Comme je vous le disais, ce roman "fleuve" est assez complexe car le contexte historique énnoncé par l'auteur est assez méconnu du grand public et peu d'informations sont données dans le roman. Même si je ne l'ai pas fait avant ma lecture, je ne saurais trop vous conseiller que de faire quelques recherches sur cette période avant de commencer votre roman. Cependant même si le lecteur peut être gêné au début du livre, cette méconnaissance du contexte n'empêche de comprendre tout l'aspect "romanesque" de l'intrigue. De plus, la construction du récit est assez difficile à suivre, car nous suivons le récit d'Ignacio dans le temps présent (lorsqu'il est en Amérique) mais aussi dans le passé. L'auteur utilise donc de nombreux retour dans le passé et perd parfois son lecteur, s'ajoute à cela de très nombreuses descriptions des sentiments, des lieux, des personnages, des situations qui sont très riches, denses, foisonneuses, précises et subtiles.
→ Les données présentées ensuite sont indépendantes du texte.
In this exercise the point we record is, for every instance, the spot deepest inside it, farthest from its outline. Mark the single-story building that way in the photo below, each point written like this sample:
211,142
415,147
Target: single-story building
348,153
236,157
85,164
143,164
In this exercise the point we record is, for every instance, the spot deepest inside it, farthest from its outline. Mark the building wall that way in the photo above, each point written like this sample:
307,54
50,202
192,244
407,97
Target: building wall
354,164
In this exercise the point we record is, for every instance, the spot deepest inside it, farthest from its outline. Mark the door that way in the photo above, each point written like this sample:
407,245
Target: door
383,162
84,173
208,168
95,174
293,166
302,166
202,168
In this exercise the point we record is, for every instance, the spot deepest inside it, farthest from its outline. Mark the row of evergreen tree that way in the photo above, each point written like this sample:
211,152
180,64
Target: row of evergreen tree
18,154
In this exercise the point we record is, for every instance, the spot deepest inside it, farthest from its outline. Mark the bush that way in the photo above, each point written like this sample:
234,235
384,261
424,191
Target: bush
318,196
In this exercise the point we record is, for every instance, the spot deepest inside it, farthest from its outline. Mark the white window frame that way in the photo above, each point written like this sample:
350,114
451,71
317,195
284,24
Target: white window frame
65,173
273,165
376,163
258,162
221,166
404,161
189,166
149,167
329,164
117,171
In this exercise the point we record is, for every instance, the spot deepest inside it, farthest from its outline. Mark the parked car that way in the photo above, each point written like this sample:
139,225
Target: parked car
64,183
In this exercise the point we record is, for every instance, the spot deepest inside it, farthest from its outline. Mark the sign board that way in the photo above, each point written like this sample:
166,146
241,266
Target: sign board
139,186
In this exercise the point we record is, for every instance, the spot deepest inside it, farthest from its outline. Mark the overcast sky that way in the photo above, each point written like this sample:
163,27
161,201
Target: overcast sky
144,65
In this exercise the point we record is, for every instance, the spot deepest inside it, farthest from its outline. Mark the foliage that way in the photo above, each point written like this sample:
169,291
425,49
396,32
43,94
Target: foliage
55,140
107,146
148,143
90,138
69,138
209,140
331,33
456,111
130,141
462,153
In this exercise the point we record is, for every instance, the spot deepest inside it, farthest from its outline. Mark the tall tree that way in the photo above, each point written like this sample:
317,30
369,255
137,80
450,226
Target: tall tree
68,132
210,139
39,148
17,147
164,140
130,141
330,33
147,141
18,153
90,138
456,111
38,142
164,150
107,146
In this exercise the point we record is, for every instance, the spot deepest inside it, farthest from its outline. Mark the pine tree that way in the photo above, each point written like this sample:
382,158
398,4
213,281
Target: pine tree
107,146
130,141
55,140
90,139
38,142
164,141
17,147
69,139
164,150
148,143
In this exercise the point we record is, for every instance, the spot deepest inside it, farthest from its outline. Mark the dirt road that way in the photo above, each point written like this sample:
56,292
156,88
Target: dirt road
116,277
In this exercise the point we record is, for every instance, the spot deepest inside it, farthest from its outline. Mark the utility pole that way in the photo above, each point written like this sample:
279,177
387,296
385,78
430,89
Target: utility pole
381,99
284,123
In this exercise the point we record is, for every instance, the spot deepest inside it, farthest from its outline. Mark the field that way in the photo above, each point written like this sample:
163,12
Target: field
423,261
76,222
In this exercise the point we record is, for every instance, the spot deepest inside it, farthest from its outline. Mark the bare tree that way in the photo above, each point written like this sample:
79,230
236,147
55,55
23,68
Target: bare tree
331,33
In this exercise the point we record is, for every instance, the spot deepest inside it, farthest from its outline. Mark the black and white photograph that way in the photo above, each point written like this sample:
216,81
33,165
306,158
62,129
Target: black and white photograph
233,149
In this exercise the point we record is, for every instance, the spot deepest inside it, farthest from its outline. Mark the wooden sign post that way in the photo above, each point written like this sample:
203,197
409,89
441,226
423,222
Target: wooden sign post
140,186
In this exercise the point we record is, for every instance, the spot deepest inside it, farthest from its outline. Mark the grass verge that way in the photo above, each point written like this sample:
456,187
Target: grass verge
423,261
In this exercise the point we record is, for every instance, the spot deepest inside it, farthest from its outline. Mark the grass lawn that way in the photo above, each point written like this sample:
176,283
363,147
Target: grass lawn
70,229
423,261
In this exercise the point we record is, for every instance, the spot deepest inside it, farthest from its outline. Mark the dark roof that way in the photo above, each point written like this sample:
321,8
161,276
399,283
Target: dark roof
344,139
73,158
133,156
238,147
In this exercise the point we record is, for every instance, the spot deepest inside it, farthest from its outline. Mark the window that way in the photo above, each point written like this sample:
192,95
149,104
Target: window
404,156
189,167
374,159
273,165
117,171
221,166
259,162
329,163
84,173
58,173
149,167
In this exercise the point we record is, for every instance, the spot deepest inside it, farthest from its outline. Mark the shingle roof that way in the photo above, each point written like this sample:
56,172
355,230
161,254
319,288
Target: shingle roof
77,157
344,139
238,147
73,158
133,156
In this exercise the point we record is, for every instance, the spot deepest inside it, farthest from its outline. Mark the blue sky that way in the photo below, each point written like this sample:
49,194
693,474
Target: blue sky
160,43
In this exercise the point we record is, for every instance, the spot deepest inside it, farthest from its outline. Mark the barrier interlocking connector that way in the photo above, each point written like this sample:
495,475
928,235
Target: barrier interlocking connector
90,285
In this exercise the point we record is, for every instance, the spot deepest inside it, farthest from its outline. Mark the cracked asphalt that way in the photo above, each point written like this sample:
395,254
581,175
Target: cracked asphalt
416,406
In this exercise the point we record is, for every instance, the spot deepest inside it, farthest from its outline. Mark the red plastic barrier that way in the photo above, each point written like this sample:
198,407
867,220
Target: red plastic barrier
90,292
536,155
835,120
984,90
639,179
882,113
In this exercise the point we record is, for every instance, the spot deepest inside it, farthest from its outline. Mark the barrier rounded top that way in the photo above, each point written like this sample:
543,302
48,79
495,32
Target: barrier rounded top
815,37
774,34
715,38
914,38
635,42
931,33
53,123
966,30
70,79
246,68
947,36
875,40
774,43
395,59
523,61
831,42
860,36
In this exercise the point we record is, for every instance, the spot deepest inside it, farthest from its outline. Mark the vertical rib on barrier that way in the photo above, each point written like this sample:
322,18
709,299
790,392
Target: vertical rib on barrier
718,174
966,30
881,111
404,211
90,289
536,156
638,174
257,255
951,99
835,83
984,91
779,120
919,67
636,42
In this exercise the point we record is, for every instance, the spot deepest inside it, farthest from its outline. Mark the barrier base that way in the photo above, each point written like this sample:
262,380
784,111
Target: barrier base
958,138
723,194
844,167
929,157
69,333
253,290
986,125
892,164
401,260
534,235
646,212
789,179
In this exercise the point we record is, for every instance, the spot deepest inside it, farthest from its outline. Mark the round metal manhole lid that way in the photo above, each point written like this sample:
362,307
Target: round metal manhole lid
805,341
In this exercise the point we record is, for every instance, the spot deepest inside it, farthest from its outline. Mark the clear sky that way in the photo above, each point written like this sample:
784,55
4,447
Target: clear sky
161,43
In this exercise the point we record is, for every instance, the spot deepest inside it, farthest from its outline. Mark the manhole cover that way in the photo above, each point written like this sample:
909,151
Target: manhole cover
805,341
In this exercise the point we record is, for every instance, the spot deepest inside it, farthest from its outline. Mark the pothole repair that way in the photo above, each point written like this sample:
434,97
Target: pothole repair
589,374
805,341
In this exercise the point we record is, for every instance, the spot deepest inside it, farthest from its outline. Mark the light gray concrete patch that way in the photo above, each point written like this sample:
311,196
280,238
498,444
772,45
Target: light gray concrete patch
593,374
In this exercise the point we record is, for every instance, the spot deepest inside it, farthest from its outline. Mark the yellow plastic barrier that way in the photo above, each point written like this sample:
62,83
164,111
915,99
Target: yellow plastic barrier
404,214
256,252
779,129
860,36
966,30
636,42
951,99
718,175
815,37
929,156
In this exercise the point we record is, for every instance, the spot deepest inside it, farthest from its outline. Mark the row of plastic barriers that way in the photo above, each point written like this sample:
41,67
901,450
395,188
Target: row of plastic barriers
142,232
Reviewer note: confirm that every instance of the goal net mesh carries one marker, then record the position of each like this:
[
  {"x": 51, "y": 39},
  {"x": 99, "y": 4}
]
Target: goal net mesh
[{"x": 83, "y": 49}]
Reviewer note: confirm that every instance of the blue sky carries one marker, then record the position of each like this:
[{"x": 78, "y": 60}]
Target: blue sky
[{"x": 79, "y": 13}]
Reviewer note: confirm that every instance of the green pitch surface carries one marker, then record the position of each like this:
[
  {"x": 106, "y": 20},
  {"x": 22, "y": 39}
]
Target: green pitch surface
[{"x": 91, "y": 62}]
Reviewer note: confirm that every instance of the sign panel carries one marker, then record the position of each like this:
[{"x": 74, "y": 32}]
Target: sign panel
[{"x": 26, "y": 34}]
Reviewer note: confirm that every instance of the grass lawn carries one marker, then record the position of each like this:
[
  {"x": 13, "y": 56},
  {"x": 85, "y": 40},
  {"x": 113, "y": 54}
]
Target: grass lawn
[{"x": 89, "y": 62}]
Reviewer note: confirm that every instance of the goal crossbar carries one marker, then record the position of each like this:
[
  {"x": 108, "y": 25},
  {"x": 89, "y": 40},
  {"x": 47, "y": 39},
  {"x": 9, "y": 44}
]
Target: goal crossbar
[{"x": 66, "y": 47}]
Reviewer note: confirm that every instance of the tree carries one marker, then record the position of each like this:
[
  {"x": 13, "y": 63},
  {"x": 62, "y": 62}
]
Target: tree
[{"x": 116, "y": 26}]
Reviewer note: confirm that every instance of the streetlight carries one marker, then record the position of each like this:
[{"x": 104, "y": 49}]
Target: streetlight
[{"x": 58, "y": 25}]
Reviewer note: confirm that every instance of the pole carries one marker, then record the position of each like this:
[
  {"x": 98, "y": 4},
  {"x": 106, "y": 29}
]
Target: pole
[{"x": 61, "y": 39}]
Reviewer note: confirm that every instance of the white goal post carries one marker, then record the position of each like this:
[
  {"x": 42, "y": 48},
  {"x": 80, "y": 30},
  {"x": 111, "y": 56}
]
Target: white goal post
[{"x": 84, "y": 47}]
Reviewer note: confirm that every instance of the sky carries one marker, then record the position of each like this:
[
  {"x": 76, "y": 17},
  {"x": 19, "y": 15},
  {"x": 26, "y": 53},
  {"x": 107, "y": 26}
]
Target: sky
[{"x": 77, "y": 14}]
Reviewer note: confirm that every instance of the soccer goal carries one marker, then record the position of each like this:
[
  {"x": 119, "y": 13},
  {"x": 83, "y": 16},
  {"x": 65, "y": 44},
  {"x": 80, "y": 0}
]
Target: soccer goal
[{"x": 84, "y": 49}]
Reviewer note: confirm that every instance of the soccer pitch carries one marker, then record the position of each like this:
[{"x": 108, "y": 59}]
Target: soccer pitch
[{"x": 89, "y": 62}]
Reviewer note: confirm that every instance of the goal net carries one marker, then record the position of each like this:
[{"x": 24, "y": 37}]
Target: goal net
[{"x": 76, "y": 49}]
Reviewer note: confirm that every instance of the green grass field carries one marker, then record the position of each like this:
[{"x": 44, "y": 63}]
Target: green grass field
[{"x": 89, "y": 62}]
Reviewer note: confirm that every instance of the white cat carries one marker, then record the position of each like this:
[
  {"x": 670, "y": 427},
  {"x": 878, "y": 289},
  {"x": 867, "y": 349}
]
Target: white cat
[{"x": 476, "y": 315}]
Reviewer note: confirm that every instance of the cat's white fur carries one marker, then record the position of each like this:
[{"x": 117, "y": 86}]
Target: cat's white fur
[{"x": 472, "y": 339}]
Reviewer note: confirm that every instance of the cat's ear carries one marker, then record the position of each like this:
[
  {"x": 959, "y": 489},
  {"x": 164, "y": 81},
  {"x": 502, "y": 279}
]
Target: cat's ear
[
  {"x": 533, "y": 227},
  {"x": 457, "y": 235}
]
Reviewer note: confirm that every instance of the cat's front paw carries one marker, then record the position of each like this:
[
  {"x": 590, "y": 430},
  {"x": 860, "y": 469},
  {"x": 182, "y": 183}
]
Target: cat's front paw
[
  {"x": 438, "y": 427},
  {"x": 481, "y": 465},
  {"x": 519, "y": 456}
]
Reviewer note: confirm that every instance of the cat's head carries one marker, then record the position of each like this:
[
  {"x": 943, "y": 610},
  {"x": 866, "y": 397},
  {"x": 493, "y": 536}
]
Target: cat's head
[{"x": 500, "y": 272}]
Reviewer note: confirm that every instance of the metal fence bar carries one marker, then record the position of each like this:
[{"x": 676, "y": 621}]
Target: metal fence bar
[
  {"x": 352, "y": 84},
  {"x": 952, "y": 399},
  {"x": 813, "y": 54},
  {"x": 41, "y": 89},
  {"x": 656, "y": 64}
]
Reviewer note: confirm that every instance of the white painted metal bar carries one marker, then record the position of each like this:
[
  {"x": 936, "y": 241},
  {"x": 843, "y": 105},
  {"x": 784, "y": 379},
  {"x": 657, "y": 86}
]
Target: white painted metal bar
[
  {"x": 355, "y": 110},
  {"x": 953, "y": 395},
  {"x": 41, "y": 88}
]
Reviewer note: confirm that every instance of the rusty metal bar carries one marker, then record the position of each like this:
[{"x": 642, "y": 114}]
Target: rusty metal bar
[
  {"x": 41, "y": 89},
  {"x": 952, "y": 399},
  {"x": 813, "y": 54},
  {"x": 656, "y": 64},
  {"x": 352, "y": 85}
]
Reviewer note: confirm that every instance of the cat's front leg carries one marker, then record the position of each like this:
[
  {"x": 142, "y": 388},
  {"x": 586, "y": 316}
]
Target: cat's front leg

Ces descriptions occupent une très grande partie du roman alors que les dialogues, tels des stichomyties dans la tragédie classique, montrent une réelle tension entre les personnages, elles permettent au lecteur de relacher l'attention. Je regretterai par contre quelques longueurs qui auraient pu être évitées.
J'ai été particulièrement frappée par le fabuleux travail de traduction fournit par Philippe Bataillon et je pense que la version originale doit être absolument incroyable (je regrette amèrement de ne pas avoir étudié l'espagnol !). Je tiens donc à lui rendre hommage pour cette traduction hors normes qui permet de nous faire découvrir un auteur tel que Molina avec un véritable style d'écriture qui marque les esprits.
Pour conclure, je conseillerai ce livre à des lecteurs aguerris, n'ayant pas peur de ces imposants "pavés", des lecteurs appréciant les romans complexes, originaux, foisonnants, riches et dont on en ressort grandit. C'est une lecture marquante que je vous conseille de lire au plus vite !
Cette lecture s'inscrit dans le cadre de plusieurs challenges : tout d'abord le challenge de Brize "Le pavé de l'été", puis le challenge de Elora sur "Les pays hispanophones" et enfin le challenge de George "Cartables et tableaux noirs saison 2" car même si je ne l'ai pas dit une grande partie de l'intrigue tourne autour de la cité universitaire de Madrid ainsi que du Burton College et le personnage de Judith Biely est une doctorante en littérature espagnole.